If there were to be a collaboration, Parker believes the districts’ keeping their independence is crucial.

“We have to make sure both districts maintain their autonomy,” he said. “I know your district has constituents who don’t want to be run by me and my board and I have constituents who don’t want to be run by you and your board.”

He conceded there are “some key hurdles” and “important issues” that must be addressed. “There are going to be some impassioned people that even though I say I don’t want to merge the schools who will say that’s what I’m doing.

“I have no desire to (merge the districts) and my board has not told me to do that. What (my board) has indicated is a willingness to at least have discussions.”

Parker believes sports programs must be kept separate. Clarion and C-L are currently in cooperative agreements in football, boys soccer, girls soccer and wrestling.

“I want to focus on academics, because to me, sports are kind of the hot-button issue when it comes to merging the schools,” he said.
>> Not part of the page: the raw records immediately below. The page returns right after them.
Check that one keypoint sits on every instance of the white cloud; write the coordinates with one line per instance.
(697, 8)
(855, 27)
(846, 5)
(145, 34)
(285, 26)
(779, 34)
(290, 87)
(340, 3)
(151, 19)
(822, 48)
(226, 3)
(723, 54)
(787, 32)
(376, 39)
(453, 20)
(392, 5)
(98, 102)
“If you take that and put that off to the side and just try to educate kids, whether it’s for getting them ready for a career or to get them ready for college, that’s the focus and that’s what we should be here for.”

Which programs work

Parker believes the districts must determine which academic program collaborations work, which ones don’t and determine how to fix them. Parker also realizes the financial limits of both districts.

“There is only so much you guys can do with your resources much like there is only so much we can do with our resources; both of our districts have a limited checkbook,” he said. “To me, there have to be certain programs that lend themselves to working together.

“There are also programs out there that just don’t work together. Let’s just figure out the programs that don’t work and leave them alone. If we find something we can work together on, it would cut … costs in half.”

Clarion Area School Board President Hugh Henry said he understands Parker’s concern regarding people thinking he could be trying to merge the districts.

“In the past we have had committees put together and sometimes the public thinks when you build a committee, you are headed in a certain direction,” Henry said. “Have you given any thought to how we would resource materials or have research without concerning the districts on these subjects?”

Parker said to that degree “messaging and communication” are vital. “Admittedly, at C-L we struggle with that and that has caused us issue because the rumor mill tends to go even though there is no truth to it.”

Parker believes select members of both boards should be involved in the discussions.

“I think it would be good to have some key people meet and have discussions,” he said. “We don’t need a committee necessarily, but we also don’t need a quorum of the board. Maybe just a couple people from each board and the administration.”

Redundancy is something Parker believes a sharing situation could help solve.

“It just doesn’t make sense for us financially to duplicate the same programs,” he said.

Henry told Parker that he and the Clarion board will discuss the issue.